Joaquin Phoenix as Arthur Fleck in 'Joker'. (Credit: DC/Warner Bros)
Joaquin Phoenix as Arthur Fleck in 'Joker'. (Credit: DC/Warner Bros)

Perhaps unsurprisingly, the pandemic-hit year of 2020 led to a rise in the size of the home entertainment sector, which grew 26% to a value of £3.3bn.

Customers spent £194m on digital film downloads over the course of the year, with more than £21m spent on 4K UHD discs.

Read more: Digital film purchases overtook physical media during lockdown

BASE also revealed the top sellers by genre, with It: Chapter Two the most popular horror, Last Christmas leading the comedy stakes and Star Wars: The Rise of Skywalker always leading the chase for sci-fi.

Frozen 2 was unsurprisingly the biggest family film, with Apollo 11 the most popular documentary and the Downton Abbey movie winning in the drama category.

Bizarrely, the most frequently bought musical was The Greatest Showman — still proving popular three years after it first hit cinemas.
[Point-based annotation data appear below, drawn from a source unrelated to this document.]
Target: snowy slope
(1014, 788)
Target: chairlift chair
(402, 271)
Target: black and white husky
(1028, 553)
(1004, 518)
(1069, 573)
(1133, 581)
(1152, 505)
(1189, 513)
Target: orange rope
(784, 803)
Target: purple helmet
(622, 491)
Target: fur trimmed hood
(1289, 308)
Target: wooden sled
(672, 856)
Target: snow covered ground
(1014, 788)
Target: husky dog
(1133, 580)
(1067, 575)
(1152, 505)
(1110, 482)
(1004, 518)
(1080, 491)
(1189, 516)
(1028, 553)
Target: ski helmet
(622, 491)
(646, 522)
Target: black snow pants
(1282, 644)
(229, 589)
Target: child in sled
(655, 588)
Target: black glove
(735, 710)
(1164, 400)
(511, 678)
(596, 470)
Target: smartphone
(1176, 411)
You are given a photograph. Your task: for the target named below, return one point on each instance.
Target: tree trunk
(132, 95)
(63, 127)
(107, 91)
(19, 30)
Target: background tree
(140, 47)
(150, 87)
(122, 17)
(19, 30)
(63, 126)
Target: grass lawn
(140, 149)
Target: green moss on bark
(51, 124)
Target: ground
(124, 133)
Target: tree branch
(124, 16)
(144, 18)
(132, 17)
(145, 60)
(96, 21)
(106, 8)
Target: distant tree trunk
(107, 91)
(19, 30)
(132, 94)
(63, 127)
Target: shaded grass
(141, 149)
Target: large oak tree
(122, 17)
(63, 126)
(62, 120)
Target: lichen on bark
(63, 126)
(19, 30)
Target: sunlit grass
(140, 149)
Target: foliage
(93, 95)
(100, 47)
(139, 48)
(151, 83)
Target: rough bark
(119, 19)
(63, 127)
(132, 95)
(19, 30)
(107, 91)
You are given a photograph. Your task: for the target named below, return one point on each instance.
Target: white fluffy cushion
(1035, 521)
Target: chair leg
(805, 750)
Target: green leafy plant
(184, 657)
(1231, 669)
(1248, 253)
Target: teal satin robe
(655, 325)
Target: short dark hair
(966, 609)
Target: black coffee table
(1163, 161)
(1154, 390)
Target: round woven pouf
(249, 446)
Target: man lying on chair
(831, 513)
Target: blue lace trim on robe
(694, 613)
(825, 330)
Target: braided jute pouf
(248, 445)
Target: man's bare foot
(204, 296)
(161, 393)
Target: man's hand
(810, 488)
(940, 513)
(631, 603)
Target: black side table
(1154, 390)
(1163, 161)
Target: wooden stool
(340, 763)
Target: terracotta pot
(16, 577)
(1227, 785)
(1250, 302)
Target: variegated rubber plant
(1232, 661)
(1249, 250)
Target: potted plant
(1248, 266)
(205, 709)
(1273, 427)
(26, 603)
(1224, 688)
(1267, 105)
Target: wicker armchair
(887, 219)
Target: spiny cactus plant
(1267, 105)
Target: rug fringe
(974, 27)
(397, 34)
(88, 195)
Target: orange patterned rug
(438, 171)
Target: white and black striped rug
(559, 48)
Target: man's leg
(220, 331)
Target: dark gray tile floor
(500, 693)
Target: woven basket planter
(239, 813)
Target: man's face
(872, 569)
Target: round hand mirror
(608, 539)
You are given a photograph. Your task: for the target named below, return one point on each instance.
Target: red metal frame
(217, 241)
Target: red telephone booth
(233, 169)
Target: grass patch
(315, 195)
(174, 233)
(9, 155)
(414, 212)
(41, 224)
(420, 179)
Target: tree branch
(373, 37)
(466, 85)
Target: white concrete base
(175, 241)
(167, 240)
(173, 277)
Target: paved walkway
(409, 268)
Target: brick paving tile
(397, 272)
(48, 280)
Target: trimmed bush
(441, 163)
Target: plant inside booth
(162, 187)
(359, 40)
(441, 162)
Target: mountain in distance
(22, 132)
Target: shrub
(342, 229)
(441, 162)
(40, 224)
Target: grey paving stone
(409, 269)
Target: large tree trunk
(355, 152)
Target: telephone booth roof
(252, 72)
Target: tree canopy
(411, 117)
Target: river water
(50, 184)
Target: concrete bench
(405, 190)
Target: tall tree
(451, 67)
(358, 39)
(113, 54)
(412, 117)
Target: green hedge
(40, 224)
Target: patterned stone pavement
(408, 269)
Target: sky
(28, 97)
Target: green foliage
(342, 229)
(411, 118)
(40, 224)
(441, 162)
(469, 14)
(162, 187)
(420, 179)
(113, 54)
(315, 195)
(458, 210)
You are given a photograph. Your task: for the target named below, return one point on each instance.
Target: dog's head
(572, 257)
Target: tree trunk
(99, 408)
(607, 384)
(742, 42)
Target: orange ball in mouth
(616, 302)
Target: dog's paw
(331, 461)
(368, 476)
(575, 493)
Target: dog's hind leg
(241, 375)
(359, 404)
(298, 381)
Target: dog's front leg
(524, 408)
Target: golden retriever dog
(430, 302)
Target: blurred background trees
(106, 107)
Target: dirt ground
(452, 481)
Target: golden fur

'The Greatest Showman'. (Credit: 20th Century Studios)
'The Greatest Showman'. (Credit: 20th Century Studios)

There have been huge changes in the world of film distribution as a result of the pandemic, with cinema releases heading towards streaming platforms and home rental with multiplexes closed.

Many of the year’s biggest blockbusters were delayed into 2021, but big movies such as Wonder Woman 1984, Trolls World Tour and The Witches took advantage of new release strategies.

Read more: Tom Hanks not worried about distribution changes

Warner Bros is carrying this into 2021, opting to release its entire slate for the year simultaneously in cinemas and on video-on-demand platforms.

Meanwhile, other studios will be hoping that cinemas are able to throw open their doors sooner rather than later.